Unter den Bedingungen des heutigen Gesundheitswesens und in einer zunehmend säkularen und religionspluralen Gesellschaft sind vermehrte Anstrengungen notwendig, um auch in Zukunft eine gute und qualitätsvolle Seelsorge/spezialisierte Spiritual Care sicherzustellen. Die Seelsorgenden im Gesundheitswesen der Schweiz benötigen dazu tragfähige und anerkannte Rahmenbedingungen, um in einem hochdynamischen Umfeld zum Wohl der Menschen in hoher Qualität arbeiten zu können.

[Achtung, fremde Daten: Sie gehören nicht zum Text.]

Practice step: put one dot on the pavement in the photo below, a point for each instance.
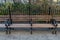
(25, 35)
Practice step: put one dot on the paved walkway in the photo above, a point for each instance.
(24, 35)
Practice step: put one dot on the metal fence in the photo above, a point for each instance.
(32, 11)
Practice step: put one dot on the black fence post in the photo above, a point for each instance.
(10, 14)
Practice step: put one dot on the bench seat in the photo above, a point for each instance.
(20, 25)
(42, 26)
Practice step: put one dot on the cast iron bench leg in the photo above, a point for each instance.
(31, 31)
(7, 30)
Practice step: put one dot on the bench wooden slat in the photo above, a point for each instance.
(20, 25)
(42, 25)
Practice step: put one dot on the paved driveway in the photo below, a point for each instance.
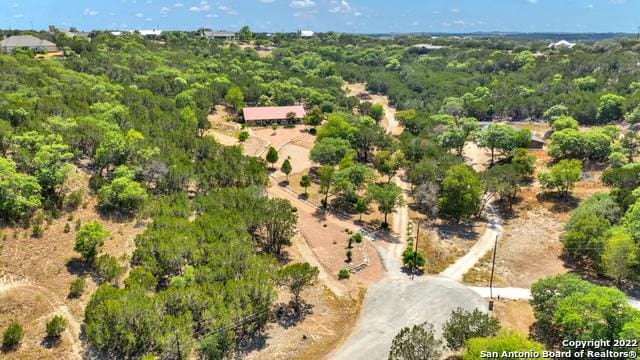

Wir setzen uns ein für eine angemessene Berücksichtigung der Spiritualität als einer wichtigen Dimension im Verständnis von Gesundheit und Krankheit für eine Klärung der spezifischen Aufgabe der Seelsorge im Gesundheitswesen für hohe Standards und Qualitätskriterien professioneller Seelsorge/spezialisierter Spiritual Care sowie für deren Überprüfung für die schweizweite Anerkennung der Seelsorge im Gesundheitswesen als spezialisierte Spiritual Care für eine gezielte Pflege und Weiterentwicklung der beruflichen Ethik und Grundhaltung in der Seelsorge im Gesundheitswesen für eine Gewährleistung qualitativ hochstehender Seelsorge mit Berücksichtigung religiöser und spiritueller Pluralität und interreligiöser Zusammenarbeit für gute Aus-, Fort- und Weiterbildung für eine Stärkung der Forschung zur Wirkung seelsorglicher Tätigkeit für eine Stärkung der Seelsorgenden in ihrer Selbstorganisation bei der Vertretung gegenüber anderen Berufsgruppen im Gesundheitswesen für eine Förderung interprofessioneller Zusammenarbeit im Bereich Spiritual Care (inkl. Kooperationen mit medizinischen, pflegefachlichen, palliativen usw. Organisationen) für eine Stärkung der spirituellen Verwurzelung der Seelsorgenden und des Seelsorgeberufs für eine vertiefte theologische, pastorale und kirchliche Reflexion der Seelsorge im Gesundheitswesen für die Anliegen der Seelsorge/spezialisierten Spiritual Care sowie der Seelsorgenden in Politik, Kirchen, Glaubensgemeinschaften und im Gesundheitswesen.

Wir verpflichten uns zu Engagement und Zusammenarbeit sowie zu ideeller, personeller und materieller Unterstützung der Seelsorge/spezialisierten Spiritual Care im Gesundheitswesen.